Building products, furnishings and other indoor materials often emit volatile and semivolatile organic compounds (VOCs and SVOCs). With respect to a healthy indoor environment, only low emitting products, which do not influence the indoor air quality in a negative way, should be used in a building. Therefore, materials and products for indoor use need to be evaluated for their chemical emissions.
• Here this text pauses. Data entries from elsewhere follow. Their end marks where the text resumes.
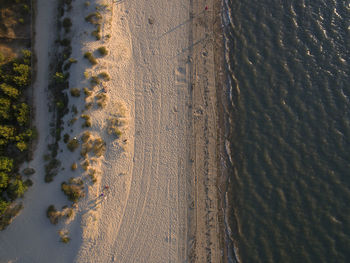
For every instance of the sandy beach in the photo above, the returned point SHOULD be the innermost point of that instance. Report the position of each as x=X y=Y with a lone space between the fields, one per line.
x=162 y=200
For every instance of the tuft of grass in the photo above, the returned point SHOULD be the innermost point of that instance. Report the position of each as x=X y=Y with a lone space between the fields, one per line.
x=104 y=76
x=75 y=92
x=73 y=144
x=74 y=109
x=95 y=81
x=65 y=137
x=94 y=18
x=72 y=121
x=85 y=137
x=89 y=56
x=74 y=166
x=99 y=147
x=86 y=74
x=87 y=119
x=97 y=34
x=87 y=92
x=101 y=100
x=85 y=149
x=72 y=60
x=85 y=165
x=51 y=170
x=52 y=214
x=67 y=24
x=103 y=51
x=73 y=190
x=92 y=174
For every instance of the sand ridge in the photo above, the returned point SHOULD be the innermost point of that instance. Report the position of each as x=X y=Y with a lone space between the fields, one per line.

Many emission studies have shown that the types of sources in occupational and residential indoor environments, the spectrum of emitting VOCs and SVOCs, the emission rate and the duration of emission cover a wide range. The demand for standardised test methods under laboratory conditions has resulted in several guidelines for the determination of emission rates by use of test chambers and cells. Furthermore, it is now recognised that both primary and secondary emissions may affect indoor air quality. As a consequence, modern product development should also consider secondary products, which seem to be of importance for long-term emissions. In order to characterise the release of VOCs and SVOCs from materials under realistic conditions, it is important to study the influence of processing, substrate and climatic parameters on emitting species and emission rates.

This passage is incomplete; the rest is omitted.